House party, I thought. Sober. No Diet Coke. And I took my seat again, and the videos kept going, twenty minutes, thirty, certainly no high school video would last longer than half-an-hour?, then forty-five minutes, and by the time we neared the third hour of collected video footage, old pep rallies and Powder Puffs, and Melissa and Heather doing some sort of strange '90s dance together, and Reel Big Fish and Mighty Mighty Bosstones playing as a soundtrack, and Dating Tips for Valentine's Day! and institutionally lit high school hallways, and re-living memories that were not my own, and it was all too much, too much, and by the time we left at 2 AM or 3 AM or whenever, I knew that I could pitch to Dick Cheney a much better and more frightening option than water-boarding.
Expectations, expectations. At the start of the night, they'd kept me going. By the end of the night, they'd grounded me, made a horrorshow of what I was suddenly expecting to be an interesting experience. A spouse at his wife's 10-year reunion: and now I had the dreariest, most depressing expectations for the big night, the Saturday dinner and dance.
2 comments:
arrogant bastard is not an ipa, shithead.

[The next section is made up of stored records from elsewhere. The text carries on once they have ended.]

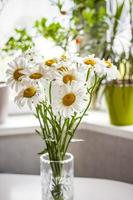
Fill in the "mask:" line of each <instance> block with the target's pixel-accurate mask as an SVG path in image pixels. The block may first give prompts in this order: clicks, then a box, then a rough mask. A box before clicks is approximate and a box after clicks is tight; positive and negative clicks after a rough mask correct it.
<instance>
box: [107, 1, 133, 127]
mask: <svg viewBox="0 0 133 200" xmlns="http://www.w3.org/2000/svg"><path fill="white" fill-rule="evenodd" d="M124 8H125V1H123V2H122V3H121V4H119V5H118V4H117V7H116V12H115V15H114V14H113V15H111V18H110V19H111V21H112V30H113V31H112V35H111V37H110V38H111V39H110V44H109V43H108V44H107V46H106V48H107V49H106V51H105V54H104V56H105V57H106V59H111V60H112V61H113V62H114V63H115V65H116V66H117V68H118V70H119V73H120V77H119V80H117V81H113V82H110V83H109V84H107V85H106V88H105V97H106V102H107V107H108V111H109V115H110V121H111V123H112V124H113V125H132V124H133V46H132V45H133V16H132V12H133V4H132V1H130V0H129V9H128V10H127V13H126V15H128V14H129V16H130V17H129V18H130V19H129V22H130V24H129V33H131V39H130V43H129V45H128V48H127V50H125V46H126V45H124V43H121V49H120V50H121V53H120V54H118V53H116V52H115V50H114V48H113V47H114V45H115V39H116V37H117V32H118V26H119V22H120V19H121V17H122V14H123V11H124ZM129 33H127V34H129ZM129 37H130V34H129Z"/></svg>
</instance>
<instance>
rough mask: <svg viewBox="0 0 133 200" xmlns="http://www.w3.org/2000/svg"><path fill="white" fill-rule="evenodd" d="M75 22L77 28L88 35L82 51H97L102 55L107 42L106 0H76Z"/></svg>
mask: <svg viewBox="0 0 133 200" xmlns="http://www.w3.org/2000/svg"><path fill="white" fill-rule="evenodd" d="M74 3H75V8H74V10H73V19H72V20H73V22H74V24H75V28H76V30H77V35H79V34H80V33H81V34H82V35H84V36H85V37H86V41H85V44H84V46H83V47H82V49H81V50H82V52H83V53H85V52H87V54H88V53H95V54H96V55H99V56H102V51H103V48H104V46H105V42H106V30H107V29H108V25H107V22H106V17H107V13H106V1H105V0H91V1H90V0H84V1H81V0H74Z"/></svg>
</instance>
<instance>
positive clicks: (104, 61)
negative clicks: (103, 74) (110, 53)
mask: <svg viewBox="0 0 133 200" xmlns="http://www.w3.org/2000/svg"><path fill="white" fill-rule="evenodd" d="M104 62H105V64H106V67H107V68H110V67H112V63H111V61H110V60H105V61H104Z"/></svg>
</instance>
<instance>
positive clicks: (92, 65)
mask: <svg viewBox="0 0 133 200" xmlns="http://www.w3.org/2000/svg"><path fill="white" fill-rule="evenodd" d="M84 63H85V64H86V65H92V66H94V65H95V64H96V61H95V60H93V59H89V58H88V59H86V60H85V61H84Z"/></svg>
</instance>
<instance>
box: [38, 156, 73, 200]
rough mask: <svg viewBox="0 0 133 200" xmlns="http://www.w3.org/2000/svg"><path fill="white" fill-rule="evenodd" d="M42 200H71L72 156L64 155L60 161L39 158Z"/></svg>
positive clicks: (43, 156)
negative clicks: (40, 173) (39, 158)
mask: <svg viewBox="0 0 133 200" xmlns="http://www.w3.org/2000/svg"><path fill="white" fill-rule="evenodd" d="M40 163H41V184H42V200H73V171H74V170H73V156H72V154H70V153H66V156H65V159H64V160H62V161H51V160H49V156H48V154H47V153H46V154H44V155H42V156H41V157H40Z"/></svg>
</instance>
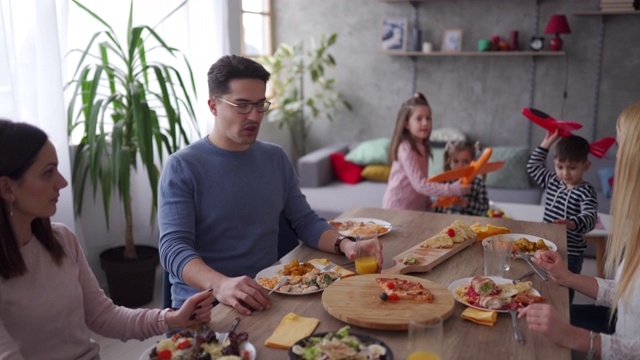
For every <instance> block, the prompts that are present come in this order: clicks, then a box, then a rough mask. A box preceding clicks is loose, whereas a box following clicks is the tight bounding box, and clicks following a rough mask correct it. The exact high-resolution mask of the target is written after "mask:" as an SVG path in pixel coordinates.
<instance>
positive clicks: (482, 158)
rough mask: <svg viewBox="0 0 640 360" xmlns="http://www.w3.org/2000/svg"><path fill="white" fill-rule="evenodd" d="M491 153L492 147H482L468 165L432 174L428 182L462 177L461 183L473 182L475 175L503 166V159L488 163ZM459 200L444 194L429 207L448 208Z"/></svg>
mask: <svg viewBox="0 0 640 360" xmlns="http://www.w3.org/2000/svg"><path fill="white" fill-rule="evenodd" d="M491 153H493V149H492V148H490V147H488V148H486V149H484V151H483V152H482V155H480V157H479V158H478V160H475V161H472V162H471V164H469V166H467V167H464V168H460V169H456V170H449V171H445V172H443V173H442V174H438V175H435V176H432V177H430V178H429V179H428V181H429V182H441V181H450V180H457V179H460V178H462V180H461V183H462V184H465V185H469V184H471V183H472V182H473V179H475V177H476V176H478V175H482V174H486V173H490V172H493V171H498V170H500V169H502V167H503V166H504V161H494V162H490V163H488V162H487V161H489V158H490V157H491ZM458 200H460V198H459V197H457V196H445V197H441V198H439V199H438V201H436V202H435V203H434V204H433V205H431V207H443V208H448V207H450V206H451V205H453V204H454V203H455V202H456V201H458Z"/></svg>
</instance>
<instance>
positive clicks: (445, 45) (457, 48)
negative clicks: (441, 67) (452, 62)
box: [441, 29, 462, 52]
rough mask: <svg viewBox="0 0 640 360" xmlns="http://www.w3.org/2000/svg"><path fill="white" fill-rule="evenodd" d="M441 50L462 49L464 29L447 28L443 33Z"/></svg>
mask: <svg viewBox="0 0 640 360" xmlns="http://www.w3.org/2000/svg"><path fill="white" fill-rule="evenodd" d="M441 51H443V52H452V51H462V29H445V31H444V33H442V46H441Z"/></svg>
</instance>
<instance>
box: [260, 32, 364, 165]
mask: <svg viewBox="0 0 640 360" xmlns="http://www.w3.org/2000/svg"><path fill="white" fill-rule="evenodd" d="M337 40H338V34H336V33H333V34H331V35H329V36H328V37H326V36H325V35H324V34H321V35H320V40H319V41H318V42H317V44H312V45H311V48H310V49H309V50H306V51H305V48H304V43H303V42H302V41H300V42H298V43H296V44H295V45H288V44H286V43H282V44H280V45H279V46H278V48H277V49H276V51H275V52H274V53H273V55H263V56H260V57H258V59H257V60H258V62H260V63H261V64H262V65H263V66H264V67H265V68H266V69H267V70H268V71H269V72H270V73H271V80H270V81H269V91H270V95H269V101H271V102H272V103H273V105H272V106H271V109H270V110H269V111H268V112H267V115H266V118H267V120H268V121H272V122H277V123H278V125H279V127H280V128H283V127H286V128H287V129H288V130H289V135H290V137H291V142H292V144H293V150H294V152H295V153H294V156H293V158H294V163H295V159H297V158H299V157H300V156H302V155H305V154H306V153H307V151H308V149H307V138H308V136H309V133H310V130H311V126H312V125H313V122H314V120H317V119H318V118H320V117H321V116H322V115H324V116H326V117H327V119H329V121H333V118H334V117H335V116H336V115H337V114H338V113H339V112H340V110H342V109H343V108H346V109H347V110H349V111H351V110H352V106H351V104H350V103H349V102H348V101H346V100H345V99H344V98H343V96H342V95H341V94H340V93H339V92H338V91H337V90H336V89H335V87H334V86H335V83H336V79H334V78H329V77H327V76H326V74H325V69H326V68H332V67H335V66H336V61H335V59H334V57H333V56H332V55H331V54H330V53H329V48H330V47H331V46H333V45H334V44H335V43H336V41H337ZM305 84H306V85H305Z"/></svg>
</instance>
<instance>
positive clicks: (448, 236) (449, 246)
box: [420, 234, 453, 249]
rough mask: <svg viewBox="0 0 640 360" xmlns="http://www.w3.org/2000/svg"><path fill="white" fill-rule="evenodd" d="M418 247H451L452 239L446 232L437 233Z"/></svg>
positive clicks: (452, 240) (450, 236) (420, 244)
mask: <svg viewBox="0 0 640 360" xmlns="http://www.w3.org/2000/svg"><path fill="white" fill-rule="evenodd" d="M420 247H428V248H432V249H441V248H451V247H453V239H451V236H449V235H447V234H438V235H436V236H434V237H431V238H428V239H427V240H425V241H423V242H422V244H420Z"/></svg>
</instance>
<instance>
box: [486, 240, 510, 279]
mask: <svg viewBox="0 0 640 360" xmlns="http://www.w3.org/2000/svg"><path fill="white" fill-rule="evenodd" d="M491 239H492V240H491V246H492V247H493V248H494V249H495V250H498V251H501V250H504V252H505V256H504V262H503V264H502V266H503V268H504V271H509V269H510V268H511V258H512V257H513V239H512V238H511V237H509V236H504V235H496V236H494V237H492V238H491Z"/></svg>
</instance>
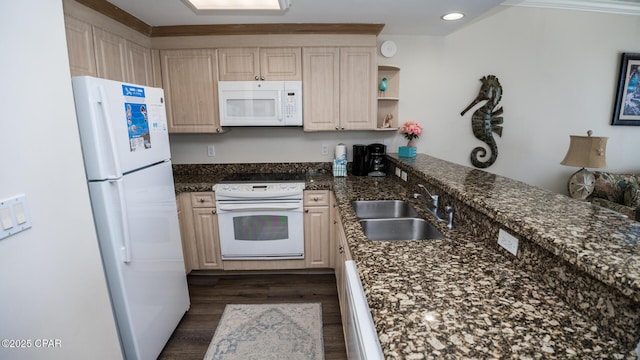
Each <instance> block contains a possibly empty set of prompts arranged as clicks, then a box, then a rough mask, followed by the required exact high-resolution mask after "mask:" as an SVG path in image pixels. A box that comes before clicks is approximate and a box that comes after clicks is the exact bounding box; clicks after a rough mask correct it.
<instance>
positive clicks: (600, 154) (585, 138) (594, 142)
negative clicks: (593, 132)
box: [560, 130, 608, 168]
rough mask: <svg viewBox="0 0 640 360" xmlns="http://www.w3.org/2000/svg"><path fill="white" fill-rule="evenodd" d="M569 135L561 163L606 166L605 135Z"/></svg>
mask: <svg viewBox="0 0 640 360" xmlns="http://www.w3.org/2000/svg"><path fill="white" fill-rule="evenodd" d="M588 134H589V136H576V135H570V137H571V143H570V144H569V150H568V151H567V155H566V156H565V157H564V160H562V161H561V162H560V164H562V165H567V166H575V167H581V168H603V167H607V160H606V155H607V139H608V138H606V137H599V136H591V130H589V132H588Z"/></svg>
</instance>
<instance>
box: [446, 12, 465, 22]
mask: <svg viewBox="0 0 640 360" xmlns="http://www.w3.org/2000/svg"><path fill="white" fill-rule="evenodd" d="M463 17H464V14H463V13H456V12H453V13H448V14H444V15H442V16H441V17H440V18H441V19H442V20H446V21H454V20H460V19H462V18H463Z"/></svg>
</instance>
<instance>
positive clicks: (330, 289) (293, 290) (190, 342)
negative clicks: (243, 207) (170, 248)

Okay, "JJR2378BALLR" (who, by the way, elects to remain anonymous), it's technically an American Strong Ale. But it's damn close, and many strong ales are technically Double IPAs. Thank you for being a typical douchebag comment-boarder by posting a negative comment (complete with insult and swear word and bad grammar) that in no way addresses the posting itself, electing instead to focus upon some tiny nit-pick detail that--you hope, by identifying--will make you appear to be an authority. Good luck with that.